Ethnically Targeted Killings:
By conducting interviews with many survivors and victims, AWAFY and CFJ’s monitoring indicates that non-Arab ethnic communities – including Masalit, Fur, Zaghawa and other African groups – have been targeted and killed in El-Fasher and its surroundings. In Karnoi, North Darfur more than 300 civilians were reportedly killed on 2 January 2025 on ethnic grounds. Ethnic profiling at checkpoints and escalation of torture upon identification of tribal affiliation were consistently documented.
Families from minority communities face heightened obstacles in retrieving remains, filing complaints, or accessing official documentation. Fear of reprisal in RSF-controlled areas has further silenced survivors and obstructed accountability efforts.
Structural Impunity and Lack of Accountability:
The findings indicate an almost complete absence of effective investigative mechanisms in conflict-affected areas.
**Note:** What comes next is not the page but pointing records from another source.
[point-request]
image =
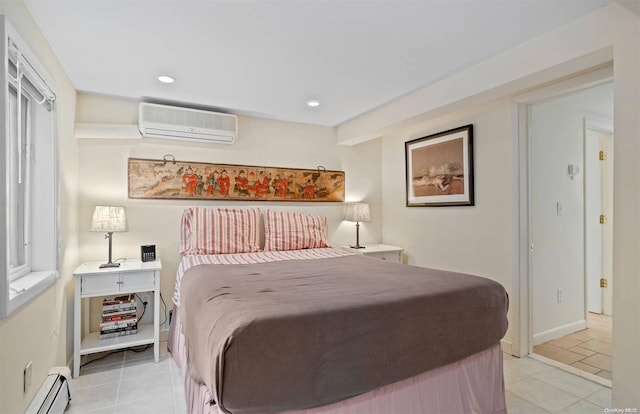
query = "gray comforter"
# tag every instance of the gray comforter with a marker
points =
(296, 334)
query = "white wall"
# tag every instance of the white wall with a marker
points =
(103, 179)
(609, 33)
(557, 140)
(475, 240)
(41, 330)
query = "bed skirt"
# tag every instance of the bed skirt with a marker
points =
(472, 385)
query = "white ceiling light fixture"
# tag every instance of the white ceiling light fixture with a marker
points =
(166, 79)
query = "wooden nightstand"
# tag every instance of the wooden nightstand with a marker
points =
(379, 251)
(132, 276)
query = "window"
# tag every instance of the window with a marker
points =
(28, 176)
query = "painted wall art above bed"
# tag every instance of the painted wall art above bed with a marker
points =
(181, 180)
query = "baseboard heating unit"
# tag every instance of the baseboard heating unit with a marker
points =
(54, 394)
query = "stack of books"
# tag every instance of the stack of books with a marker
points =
(119, 317)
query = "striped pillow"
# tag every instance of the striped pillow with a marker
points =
(220, 231)
(294, 231)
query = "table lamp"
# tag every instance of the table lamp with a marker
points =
(357, 212)
(109, 219)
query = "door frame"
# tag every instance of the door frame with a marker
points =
(522, 309)
(593, 123)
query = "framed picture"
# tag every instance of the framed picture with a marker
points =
(440, 169)
(183, 180)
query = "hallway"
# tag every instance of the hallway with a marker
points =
(588, 350)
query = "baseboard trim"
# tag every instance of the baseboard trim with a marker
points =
(559, 331)
(506, 346)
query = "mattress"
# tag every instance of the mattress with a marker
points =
(288, 335)
(472, 385)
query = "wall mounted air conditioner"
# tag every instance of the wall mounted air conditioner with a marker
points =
(172, 122)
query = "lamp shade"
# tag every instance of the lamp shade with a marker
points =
(357, 212)
(109, 219)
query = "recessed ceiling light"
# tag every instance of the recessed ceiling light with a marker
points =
(166, 79)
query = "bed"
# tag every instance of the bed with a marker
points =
(292, 325)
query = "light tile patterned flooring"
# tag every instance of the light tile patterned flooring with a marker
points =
(130, 382)
(588, 350)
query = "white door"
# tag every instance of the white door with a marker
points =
(598, 203)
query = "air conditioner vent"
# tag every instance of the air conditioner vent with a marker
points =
(171, 122)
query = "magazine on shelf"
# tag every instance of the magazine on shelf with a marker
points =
(115, 334)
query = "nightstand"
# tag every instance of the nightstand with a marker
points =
(379, 251)
(132, 276)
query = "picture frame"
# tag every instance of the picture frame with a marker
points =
(439, 169)
(168, 179)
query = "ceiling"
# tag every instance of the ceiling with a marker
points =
(596, 101)
(267, 57)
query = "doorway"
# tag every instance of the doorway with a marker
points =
(570, 207)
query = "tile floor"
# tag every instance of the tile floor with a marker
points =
(130, 382)
(588, 350)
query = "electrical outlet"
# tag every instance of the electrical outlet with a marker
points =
(27, 376)
(145, 298)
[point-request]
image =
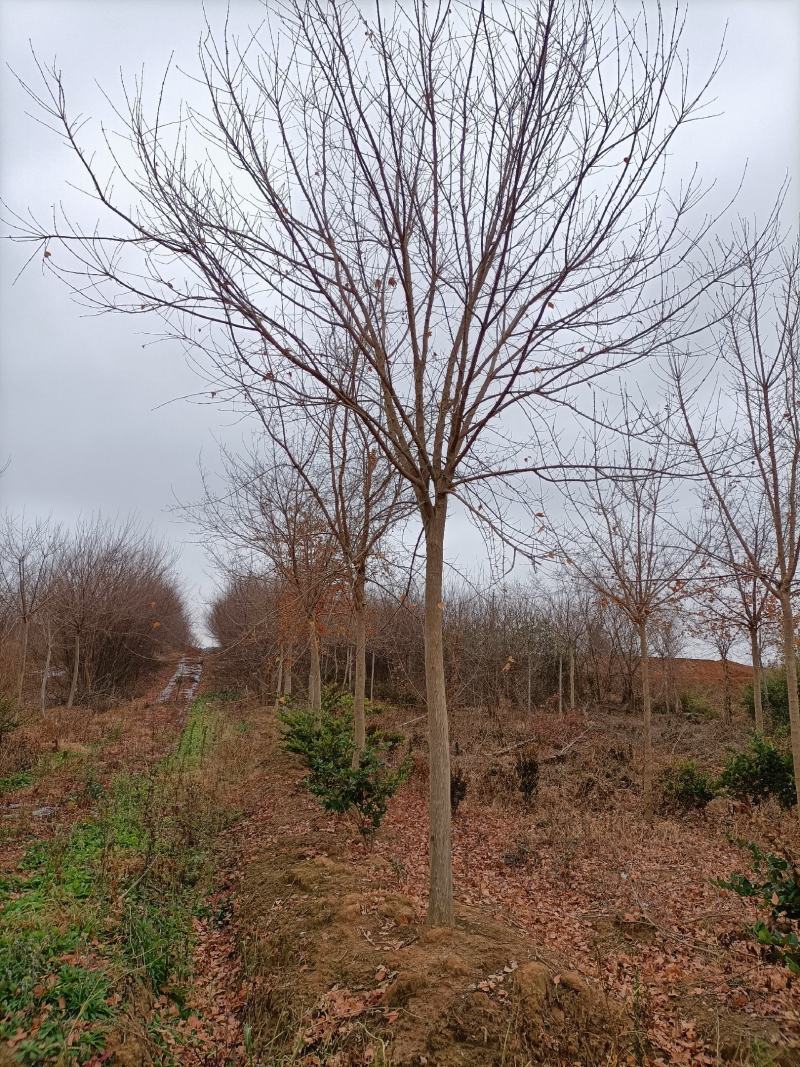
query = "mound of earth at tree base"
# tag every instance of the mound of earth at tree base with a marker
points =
(345, 976)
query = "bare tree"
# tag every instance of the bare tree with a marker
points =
(28, 552)
(623, 542)
(750, 457)
(358, 495)
(472, 197)
(267, 508)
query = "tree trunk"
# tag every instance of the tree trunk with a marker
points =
(646, 721)
(315, 680)
(755, 653)
(440, 902)
(287, 673)
(280, 680)
(360, 725)
(20, 680)
(46, 671)
(726, 709)
(789, 655)
(74, 684)
(529, 683)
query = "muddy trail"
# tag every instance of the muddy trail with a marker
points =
(185, 681)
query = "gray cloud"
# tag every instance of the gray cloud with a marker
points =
(82, 399)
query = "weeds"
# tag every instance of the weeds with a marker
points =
(108, 906)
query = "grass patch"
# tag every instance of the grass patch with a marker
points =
(105, 910)
(19, 780)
There is:
- No centralized public registry of conflict-related deaths.
- No publicly accessible prosecutorial authority functioning independently.
- No independent complaint or witness protection mechanisms.
- No disclosure of disciplinary or criminal accountability measures.
- No comprehensive reparations framework for victims
The lack of forensic transparency, rapid burials under insecurity, interference with burial practices, and intimidation of families compound the harm and undermine the rights to truth, justice and reparation.
Recommendations and calls for Immediate Action:
The Committee for Justice and AWAFY Sudanese Organization call for:
- An immediate halt to all extrajudicial killings and summary executions in El Fasher and across conflict zones in Sudan.
- Independent, impartial and transparent investigations into all documented cases, with participation of international forensic experts and public disclosure of findings.
- A freeze on arbitrary death sentences and systematic review of existing sentences in line with international human rights standards.
- Unhindered access for independent monitoring bodies, including the UN Fact-Finding Mission on Sudan, and protection for civil society actors and witnesses from reprisals.
- Comprehensive reparations for victims and families, including restitution, compensation, rehabilitation and guarantees of non-recurrence.
The AWAFY and CFJ stress that the ongoing pattern of unlawful killings, torture and discriminatory targeting represents a grave assault on human dignity and the right to life. Without urgent international engagement and credible accountability mechanisms, impunity will continue to fuel further atrocities.